Tag Archives: Todd Akin


by gordita

Todd Akin has a mission: to put an end to the most evil industry in the history of planet Earth–an industry in which practitioners are so immoral they perform abortions on women who are not pregnant.

Women DO regret abortion…especially when they weren’t even pregnant

“Females who are not pregnant are getting abortions????????”

“That’s right, gordita. And that’s not all.”


“Abortion doctors are also giving hysterectomies to women who do not have a uterus.”

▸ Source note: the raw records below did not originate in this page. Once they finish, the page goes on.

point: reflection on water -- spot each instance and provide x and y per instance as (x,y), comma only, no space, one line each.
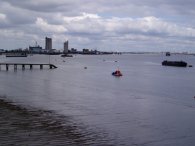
(150,105)
(22,126)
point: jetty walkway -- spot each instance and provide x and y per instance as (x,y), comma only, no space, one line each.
(24,65)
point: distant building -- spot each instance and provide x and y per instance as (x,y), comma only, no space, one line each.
(66,47)
(35,49)
(85,51)
(48,43)
(73,50)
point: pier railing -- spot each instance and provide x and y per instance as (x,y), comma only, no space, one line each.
(24,65)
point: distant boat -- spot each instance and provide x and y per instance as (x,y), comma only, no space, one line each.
(174,63)
(117,73)
(168,54)
(16,54)
(66,55)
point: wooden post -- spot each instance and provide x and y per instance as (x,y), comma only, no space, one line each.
(7,67)
(23,67)
(15,66)
(30,66)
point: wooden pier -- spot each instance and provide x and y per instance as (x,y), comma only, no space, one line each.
(24,65)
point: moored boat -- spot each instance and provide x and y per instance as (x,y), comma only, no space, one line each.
(16,54)
(174,63)
(117,73)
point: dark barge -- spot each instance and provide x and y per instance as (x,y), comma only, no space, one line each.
(174,63)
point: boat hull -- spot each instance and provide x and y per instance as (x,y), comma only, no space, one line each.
(174,63)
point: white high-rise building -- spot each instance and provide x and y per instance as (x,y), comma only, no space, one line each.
(66,47)
(48,43)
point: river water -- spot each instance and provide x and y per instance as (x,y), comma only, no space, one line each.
(150,105)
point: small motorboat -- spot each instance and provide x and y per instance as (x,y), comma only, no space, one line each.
(117,73)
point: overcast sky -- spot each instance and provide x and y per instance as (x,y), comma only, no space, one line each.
(111,25)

“Uh huh. And I suppose they also give nose jobs to women with no noses and face lifts to women with no faces?”

“Yes,” says Akin, “that too.”

“Mr. Akin, I think your examples of abortion-doctor fraud are fictitious. I think you have fabricated this just like you concocted the nonsense about rape victims being able to block pregnancy.”

Mea culpa on the legitimate rape comment, gordita. I learned my lesson though…yes siree bob’s your uncle, I sure did.”

I am sorry! I take it back!

“So you have changed your mind about forcing women to bear their rapist’s child?”

“No ma’am.  Even rapists’ babies deserve to be born.” (((Akin adjusts his expression and assumes a look of concern))) “Honestly, I wish I could do something to help pregnant rape victims bear their terrible, tragic burden but abortion is simply not an option.”

“What about rape victims’ freedom? Don’t you care about that?”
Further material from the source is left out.